The other bonus is that they’re white (they’re not albinos they have blue eyes). They’re also rather stately – and the cock will have grown a beautiful span of tail feathers by next summer which will be perfect timing for our wedding.
We had to take down a very tall and dying elm that was too close to the house and in danger of coming down in a storm. Ed took a piece and made a swing for G that now hangs from the huge lime tree on the lawn.
We wake up to sunshine so Gracie and I take a basket each and head out into the paddock. These days the paddock is regularly mown to keep the nettles and brambles at bay but Ed has left some well chosen places untouched; along the fence line, under the 2 huge sycamores and on the bank that leads up to the bee hives. In the shade and among the long grass, wild flowers now grow. It’s a very pretty sight in the early morning sun and when Gracie starts chasing butterflies I’ve a mind to start laughing out loud.
Our plan is to collect flowers for the white room as our friend Anna is coming to stay.
I’ve a little knowledge of the names of wild flowers that comes from meandering summer walks with my mother when I was about Gracie’s age. An Observer’s pocket book in hand, she’d seek out quiet country lanes with vast overgrown verges and shady banks running down to the river. Anything she couldn’t identify we’d take home – just the one and as long as there were plenty. I’ve a memory she impressed on me that we should never pick primroses – but she knew where to take me to see them and I can still remember the delight of each new discovery.
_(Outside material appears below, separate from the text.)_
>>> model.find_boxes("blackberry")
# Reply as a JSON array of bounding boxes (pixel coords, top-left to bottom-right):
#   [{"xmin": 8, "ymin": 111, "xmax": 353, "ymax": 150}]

Gracie too gasps with delight at each new patch of flowers in the paddock. We collect red campion, pignut, germander speedwell (my mother called this Bird’s Eyes), tall buttercups and the last of the bluebells. Of course we don’t know the names of everything so back at the house we turn to the books. I think the buttercups are bulbous crowfoot and we quickly identify the the common bugle but one delicate lilac flower that grows here in abundance eludes us for several days. Ed eventually assists and it’s the leaves that clinch it as they taste like beetroot – it’s pink purslane.